Historical digitization services have been a part of preservation plans for decades, but the technology has improved dramatically. With optical character recognition (OCR), which creates the ability to search through the text of any scanned image, your collection has the potential to become a functional research tool for anyone viewing your digital library.
Converting historical scans can be a complicated process. The Federal Agencies Digital Guidelines Initiative 2016 (FADGI) notes that “without staff with a good technical foundation, achieving the appropriate level of quality . . . is problematic. Cultural heritage digitization is a specialization within the imaging field that requires specific skills and experience.” Depending on the condition of your digital collection, it may be more cost effective to outsource OCR services than handle it in-house.

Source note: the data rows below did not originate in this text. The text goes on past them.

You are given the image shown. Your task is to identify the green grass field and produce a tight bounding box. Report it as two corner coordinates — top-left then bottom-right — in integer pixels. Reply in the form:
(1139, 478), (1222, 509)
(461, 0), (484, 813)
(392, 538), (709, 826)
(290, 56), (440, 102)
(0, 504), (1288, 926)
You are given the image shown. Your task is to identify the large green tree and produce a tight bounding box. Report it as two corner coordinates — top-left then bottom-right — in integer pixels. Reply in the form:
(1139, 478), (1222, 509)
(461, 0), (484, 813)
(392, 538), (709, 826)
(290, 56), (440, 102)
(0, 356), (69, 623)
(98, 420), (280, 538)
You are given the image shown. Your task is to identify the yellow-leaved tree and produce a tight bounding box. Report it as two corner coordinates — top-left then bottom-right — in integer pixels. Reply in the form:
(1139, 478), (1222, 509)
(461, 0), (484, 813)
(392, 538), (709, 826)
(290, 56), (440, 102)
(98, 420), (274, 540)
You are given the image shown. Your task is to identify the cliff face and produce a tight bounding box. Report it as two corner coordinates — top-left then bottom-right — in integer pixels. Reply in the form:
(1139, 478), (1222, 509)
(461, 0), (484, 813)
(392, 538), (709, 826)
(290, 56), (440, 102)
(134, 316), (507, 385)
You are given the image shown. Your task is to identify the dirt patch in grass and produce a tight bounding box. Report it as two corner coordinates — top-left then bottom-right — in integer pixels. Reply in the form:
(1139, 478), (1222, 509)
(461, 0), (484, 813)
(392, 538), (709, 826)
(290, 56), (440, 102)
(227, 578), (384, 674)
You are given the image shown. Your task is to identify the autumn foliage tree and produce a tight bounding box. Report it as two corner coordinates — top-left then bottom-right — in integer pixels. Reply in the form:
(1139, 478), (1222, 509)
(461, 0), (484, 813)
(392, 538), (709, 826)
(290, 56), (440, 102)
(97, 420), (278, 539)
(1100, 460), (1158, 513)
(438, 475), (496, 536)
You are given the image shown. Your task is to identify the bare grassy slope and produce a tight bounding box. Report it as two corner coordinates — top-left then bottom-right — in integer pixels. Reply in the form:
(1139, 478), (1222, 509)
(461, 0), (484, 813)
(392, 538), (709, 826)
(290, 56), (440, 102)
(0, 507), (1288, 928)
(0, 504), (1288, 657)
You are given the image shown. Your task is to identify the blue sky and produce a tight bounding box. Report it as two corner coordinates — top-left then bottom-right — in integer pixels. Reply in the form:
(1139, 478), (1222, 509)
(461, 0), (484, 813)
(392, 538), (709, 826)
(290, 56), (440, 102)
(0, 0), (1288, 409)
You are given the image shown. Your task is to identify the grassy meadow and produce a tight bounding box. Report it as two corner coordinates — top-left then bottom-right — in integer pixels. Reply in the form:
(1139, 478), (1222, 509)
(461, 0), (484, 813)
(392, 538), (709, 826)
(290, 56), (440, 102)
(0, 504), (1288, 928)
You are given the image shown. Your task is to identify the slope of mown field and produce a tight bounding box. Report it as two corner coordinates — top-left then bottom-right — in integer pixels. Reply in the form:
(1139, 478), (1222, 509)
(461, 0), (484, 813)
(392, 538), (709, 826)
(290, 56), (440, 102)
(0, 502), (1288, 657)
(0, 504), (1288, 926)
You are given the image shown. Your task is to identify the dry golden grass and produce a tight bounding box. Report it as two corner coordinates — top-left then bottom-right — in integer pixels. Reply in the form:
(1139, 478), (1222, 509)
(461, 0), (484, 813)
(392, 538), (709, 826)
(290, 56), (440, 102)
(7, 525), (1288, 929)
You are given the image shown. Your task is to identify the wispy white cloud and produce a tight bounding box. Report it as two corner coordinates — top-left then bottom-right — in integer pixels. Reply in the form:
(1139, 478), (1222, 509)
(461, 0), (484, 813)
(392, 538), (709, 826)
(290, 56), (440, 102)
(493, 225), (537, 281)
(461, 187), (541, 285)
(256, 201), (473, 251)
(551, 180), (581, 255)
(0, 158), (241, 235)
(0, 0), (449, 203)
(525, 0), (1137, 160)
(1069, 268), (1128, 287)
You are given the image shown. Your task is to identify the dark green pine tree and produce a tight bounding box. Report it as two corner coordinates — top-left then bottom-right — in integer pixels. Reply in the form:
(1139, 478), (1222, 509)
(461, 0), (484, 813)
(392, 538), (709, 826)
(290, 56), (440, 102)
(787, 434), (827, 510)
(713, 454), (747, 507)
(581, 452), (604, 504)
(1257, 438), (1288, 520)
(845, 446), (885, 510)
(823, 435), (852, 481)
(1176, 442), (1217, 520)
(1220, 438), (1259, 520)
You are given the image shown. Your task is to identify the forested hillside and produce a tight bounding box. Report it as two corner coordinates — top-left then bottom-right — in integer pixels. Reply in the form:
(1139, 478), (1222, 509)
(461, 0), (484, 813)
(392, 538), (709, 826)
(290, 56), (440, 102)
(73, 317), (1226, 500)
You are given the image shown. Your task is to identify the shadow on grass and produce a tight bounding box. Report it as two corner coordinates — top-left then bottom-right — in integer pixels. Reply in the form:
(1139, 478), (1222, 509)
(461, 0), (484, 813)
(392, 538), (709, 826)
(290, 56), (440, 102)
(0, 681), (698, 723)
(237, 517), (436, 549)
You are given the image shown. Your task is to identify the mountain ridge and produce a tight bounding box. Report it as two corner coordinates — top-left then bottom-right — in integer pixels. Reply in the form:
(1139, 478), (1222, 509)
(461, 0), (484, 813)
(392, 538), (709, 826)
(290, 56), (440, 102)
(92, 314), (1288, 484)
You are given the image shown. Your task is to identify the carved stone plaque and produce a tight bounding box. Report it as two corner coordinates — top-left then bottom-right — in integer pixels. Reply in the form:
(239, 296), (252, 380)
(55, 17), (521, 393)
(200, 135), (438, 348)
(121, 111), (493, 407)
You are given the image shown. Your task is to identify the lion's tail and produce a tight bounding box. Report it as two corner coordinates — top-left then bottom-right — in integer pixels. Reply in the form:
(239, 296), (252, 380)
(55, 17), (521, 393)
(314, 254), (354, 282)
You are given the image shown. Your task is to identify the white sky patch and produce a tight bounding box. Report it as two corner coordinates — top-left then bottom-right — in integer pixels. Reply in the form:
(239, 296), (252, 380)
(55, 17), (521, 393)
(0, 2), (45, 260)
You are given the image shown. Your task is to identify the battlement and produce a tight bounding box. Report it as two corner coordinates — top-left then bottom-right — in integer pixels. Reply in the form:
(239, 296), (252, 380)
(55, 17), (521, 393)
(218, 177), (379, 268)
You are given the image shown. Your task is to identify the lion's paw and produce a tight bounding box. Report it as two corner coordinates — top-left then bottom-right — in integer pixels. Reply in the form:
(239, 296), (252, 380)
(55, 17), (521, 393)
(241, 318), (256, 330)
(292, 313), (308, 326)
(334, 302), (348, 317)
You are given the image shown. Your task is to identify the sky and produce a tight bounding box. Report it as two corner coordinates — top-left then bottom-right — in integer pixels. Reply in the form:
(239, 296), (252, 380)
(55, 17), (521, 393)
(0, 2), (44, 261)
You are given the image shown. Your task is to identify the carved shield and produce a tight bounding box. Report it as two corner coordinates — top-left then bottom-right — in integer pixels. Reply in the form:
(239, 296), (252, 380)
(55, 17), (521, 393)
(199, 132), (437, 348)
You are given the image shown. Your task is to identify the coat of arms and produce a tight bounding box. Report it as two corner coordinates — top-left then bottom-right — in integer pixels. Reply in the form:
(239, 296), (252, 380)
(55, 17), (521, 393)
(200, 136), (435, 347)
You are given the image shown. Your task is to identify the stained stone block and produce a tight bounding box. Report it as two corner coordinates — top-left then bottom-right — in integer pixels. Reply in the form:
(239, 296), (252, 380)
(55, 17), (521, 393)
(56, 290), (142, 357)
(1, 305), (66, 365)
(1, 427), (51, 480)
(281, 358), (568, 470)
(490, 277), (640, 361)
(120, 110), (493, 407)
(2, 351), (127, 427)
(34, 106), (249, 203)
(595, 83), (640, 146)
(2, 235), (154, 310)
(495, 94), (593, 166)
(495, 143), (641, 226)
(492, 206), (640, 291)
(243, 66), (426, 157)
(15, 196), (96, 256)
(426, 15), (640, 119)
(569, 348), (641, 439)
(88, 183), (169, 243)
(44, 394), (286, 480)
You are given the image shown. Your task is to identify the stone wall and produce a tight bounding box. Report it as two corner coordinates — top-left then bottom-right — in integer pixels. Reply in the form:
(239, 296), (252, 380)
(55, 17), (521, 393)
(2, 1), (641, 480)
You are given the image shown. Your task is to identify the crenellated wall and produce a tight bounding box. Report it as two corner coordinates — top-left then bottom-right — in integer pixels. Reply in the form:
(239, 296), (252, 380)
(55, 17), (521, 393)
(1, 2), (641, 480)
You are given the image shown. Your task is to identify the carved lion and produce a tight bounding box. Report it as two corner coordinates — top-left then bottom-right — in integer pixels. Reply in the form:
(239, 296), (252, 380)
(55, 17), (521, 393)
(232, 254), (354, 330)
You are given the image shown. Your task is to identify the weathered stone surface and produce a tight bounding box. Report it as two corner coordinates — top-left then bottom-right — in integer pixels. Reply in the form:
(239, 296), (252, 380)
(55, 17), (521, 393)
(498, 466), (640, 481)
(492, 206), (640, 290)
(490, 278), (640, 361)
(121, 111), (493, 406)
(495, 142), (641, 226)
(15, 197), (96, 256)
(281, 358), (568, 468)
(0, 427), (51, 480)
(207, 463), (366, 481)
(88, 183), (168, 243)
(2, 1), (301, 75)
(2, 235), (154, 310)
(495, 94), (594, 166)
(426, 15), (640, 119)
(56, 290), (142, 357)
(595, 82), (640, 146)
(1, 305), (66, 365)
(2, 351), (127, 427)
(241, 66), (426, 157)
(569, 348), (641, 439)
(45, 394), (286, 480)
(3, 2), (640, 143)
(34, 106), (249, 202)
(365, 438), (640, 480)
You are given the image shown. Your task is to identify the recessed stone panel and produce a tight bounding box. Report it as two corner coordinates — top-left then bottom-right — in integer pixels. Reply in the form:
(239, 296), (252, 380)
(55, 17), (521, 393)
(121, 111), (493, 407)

Bringing Out the Text from Scanned Images
Before starting any digitization plan, it is vital to know the quality of the images. Older image files, or those created without quality equipment, may no longer be suitable for preserving a collection into the future. The FADGI offers specific quality guidelines for digital scans to be considered suitable for OCR or other information processing techniques.
Many early scanning efforts may not offer the resolution or clear detail needed for OCR software to read text. In this case, any attempt to use image-to-text converting services requires new scans with updated equipment. That can get expensive if your organization doesn’t already have scanners or digital cameras capable of creating images of sufficient quality or the manpower to perform the scans. Your organization may find it more economical to hire a company that offers both scanning and image-to-text converting services to avoid buying expensive equipment.
Why Should You Outsource OCR Services?
If your scans are suitable quality to proceed without problems or need only minimal adjustments, then you can immediately begin converting your historical scans to readable text. OCR software is available for purchase, and a single employee can digitize your collection, but before you send them off for days of converting, consider this warning from the FADGI: “avoid the trap of assuming doing the work in-house will cost less. Insourcing may cost more than outsourcing.”
Even if you don’t need to purchase new scanners or digital cameras for your digitization project, it can still be beneficial to outsource OCR services. For all that OCR software is capable of, it still reads text like a computer, and that can mean countless errors in the conversion process. If your project requires a decently accurate rendering of the text, an employee must verify potential errors the software flags. If your project requires a high level of accuracy, another pass may be needed to review the text against the scanned image manually, word-for-word. All of this increases the amount of time you must devote employee resources to the project.
Anderson Archival’s historical digitization services provide you with staff already proficient with this process. Our employees can perform the same tasks with better resources and less downtime learning new software or what errors to watch for. This can ultimately save your organization money and resources in the long run.